Stopped at the last town in Nevada for food and ice and gasoline, and then headed up the beautiful and narrow country road that leads to the Black Rock desert. We checked the transmission temperature many times, and things were staying cool enough. At 2pm a stroke of intuition told me to check the tire pressure on the trailer. The tires registered 95 PSI!!! The Black Beast had thrown up one last challenge. We let air out of the tires and drove on. Reaching Burning Man for two weeks in a bubble city apart from the world. 

Mega-Cake was the art project we built. One week of work, four tiers, 6 flaming candles, 2000 Watts of power. It was open for 48 hours, and then we burned it down in a fireworks spectacular. 

Here is a timelapse of the week of building it. 

And Some shots of the Cake

And of course there were a few weddings at the cake. 


I Love this perspective picture showing the Cake and the city beyond.

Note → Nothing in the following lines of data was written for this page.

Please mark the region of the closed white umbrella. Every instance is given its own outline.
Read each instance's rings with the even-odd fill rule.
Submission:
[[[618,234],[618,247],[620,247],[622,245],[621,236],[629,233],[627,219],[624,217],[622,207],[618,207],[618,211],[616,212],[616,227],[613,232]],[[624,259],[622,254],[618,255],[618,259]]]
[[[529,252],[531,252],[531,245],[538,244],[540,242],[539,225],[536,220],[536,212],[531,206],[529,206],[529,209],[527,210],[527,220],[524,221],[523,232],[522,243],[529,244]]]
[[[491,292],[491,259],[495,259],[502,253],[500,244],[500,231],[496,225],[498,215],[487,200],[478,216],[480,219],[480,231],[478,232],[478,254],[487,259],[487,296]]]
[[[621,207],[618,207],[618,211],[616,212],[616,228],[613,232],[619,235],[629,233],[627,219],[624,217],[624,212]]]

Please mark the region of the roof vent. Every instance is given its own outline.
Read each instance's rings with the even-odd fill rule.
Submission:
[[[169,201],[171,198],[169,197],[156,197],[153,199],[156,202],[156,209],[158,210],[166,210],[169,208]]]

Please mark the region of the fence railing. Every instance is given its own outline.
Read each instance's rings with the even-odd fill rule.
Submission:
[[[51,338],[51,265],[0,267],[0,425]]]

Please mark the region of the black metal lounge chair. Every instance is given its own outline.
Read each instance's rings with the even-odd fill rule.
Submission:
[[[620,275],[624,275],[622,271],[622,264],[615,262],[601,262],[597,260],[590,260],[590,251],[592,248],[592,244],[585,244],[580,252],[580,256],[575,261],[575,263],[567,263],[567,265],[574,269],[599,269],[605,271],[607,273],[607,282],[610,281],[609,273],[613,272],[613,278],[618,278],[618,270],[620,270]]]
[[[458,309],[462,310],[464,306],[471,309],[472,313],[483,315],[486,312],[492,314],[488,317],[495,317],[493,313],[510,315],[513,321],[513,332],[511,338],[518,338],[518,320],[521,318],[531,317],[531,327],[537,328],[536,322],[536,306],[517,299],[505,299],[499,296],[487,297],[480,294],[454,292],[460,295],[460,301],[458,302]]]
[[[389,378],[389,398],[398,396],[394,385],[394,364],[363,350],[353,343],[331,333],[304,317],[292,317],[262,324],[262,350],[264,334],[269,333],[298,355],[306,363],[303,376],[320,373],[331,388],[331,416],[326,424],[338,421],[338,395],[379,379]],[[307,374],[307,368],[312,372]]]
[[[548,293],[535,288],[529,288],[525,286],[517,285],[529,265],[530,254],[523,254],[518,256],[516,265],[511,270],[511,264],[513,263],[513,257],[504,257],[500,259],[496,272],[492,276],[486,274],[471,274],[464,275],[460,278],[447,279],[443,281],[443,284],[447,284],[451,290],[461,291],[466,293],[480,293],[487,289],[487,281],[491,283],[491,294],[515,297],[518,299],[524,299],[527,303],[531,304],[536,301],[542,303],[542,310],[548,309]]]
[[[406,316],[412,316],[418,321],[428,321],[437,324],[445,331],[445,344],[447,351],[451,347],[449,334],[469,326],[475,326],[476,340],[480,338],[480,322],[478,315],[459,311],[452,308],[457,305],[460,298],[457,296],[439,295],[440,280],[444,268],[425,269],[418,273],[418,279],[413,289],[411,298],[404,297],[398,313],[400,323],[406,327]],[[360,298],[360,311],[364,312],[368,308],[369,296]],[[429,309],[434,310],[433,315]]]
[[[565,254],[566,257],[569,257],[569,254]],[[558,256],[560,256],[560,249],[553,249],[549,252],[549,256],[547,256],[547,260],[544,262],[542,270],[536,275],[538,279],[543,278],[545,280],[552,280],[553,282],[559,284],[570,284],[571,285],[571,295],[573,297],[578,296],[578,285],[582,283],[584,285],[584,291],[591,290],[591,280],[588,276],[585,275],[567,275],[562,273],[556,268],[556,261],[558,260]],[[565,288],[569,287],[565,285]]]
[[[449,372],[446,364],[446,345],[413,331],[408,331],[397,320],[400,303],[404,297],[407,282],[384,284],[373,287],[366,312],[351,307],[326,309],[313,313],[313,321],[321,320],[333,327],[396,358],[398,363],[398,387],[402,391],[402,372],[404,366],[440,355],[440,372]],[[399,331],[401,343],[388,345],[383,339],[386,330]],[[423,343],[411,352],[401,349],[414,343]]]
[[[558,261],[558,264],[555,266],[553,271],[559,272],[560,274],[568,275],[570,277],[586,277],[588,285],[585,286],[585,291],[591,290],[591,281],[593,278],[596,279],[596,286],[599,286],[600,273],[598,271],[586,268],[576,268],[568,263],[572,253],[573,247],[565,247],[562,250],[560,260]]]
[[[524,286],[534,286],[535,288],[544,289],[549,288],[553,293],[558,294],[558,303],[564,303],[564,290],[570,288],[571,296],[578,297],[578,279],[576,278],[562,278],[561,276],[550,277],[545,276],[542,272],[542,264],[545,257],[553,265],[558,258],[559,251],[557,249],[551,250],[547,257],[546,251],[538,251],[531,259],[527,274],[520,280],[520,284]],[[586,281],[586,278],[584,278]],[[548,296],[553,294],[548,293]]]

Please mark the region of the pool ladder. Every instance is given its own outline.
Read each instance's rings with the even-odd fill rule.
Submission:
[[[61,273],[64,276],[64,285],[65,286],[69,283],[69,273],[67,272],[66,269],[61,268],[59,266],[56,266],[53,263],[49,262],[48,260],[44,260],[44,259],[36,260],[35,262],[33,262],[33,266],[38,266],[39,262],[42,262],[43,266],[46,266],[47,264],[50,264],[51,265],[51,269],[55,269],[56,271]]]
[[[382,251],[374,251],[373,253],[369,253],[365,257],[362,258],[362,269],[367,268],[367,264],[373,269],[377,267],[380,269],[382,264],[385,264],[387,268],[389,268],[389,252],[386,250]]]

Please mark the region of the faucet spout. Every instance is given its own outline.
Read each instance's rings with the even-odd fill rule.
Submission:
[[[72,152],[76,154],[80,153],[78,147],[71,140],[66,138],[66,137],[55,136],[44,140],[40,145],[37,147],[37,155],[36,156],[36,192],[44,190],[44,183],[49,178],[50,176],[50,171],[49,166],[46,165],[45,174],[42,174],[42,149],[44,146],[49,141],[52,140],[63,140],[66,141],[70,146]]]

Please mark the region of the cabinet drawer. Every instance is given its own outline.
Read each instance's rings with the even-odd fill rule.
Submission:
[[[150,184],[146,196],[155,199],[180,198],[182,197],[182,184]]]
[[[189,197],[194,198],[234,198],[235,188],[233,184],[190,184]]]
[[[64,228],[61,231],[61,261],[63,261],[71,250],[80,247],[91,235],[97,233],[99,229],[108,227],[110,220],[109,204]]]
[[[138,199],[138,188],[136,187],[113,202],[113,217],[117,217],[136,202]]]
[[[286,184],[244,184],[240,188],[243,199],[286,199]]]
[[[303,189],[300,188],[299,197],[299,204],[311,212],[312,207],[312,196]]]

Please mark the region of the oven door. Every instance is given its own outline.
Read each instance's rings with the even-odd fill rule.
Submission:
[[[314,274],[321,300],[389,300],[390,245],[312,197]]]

Yours truly and Jacob (one of our Mega-cake Crew, 11 years old) just after finishing the Flaming Candles, Jacob is holding the box with the 6 buttons that fire off the candle poofers. 





And The Burn






There's so much more I could write about the Burn, The trip afterwords to Portland, selling the truck and trailer, visiting old friends and the three part train ride PDX-OAK-LA-KC back to North Carolina, but I'm out of words, and I'm sure the pictures are what you really wanted anyway.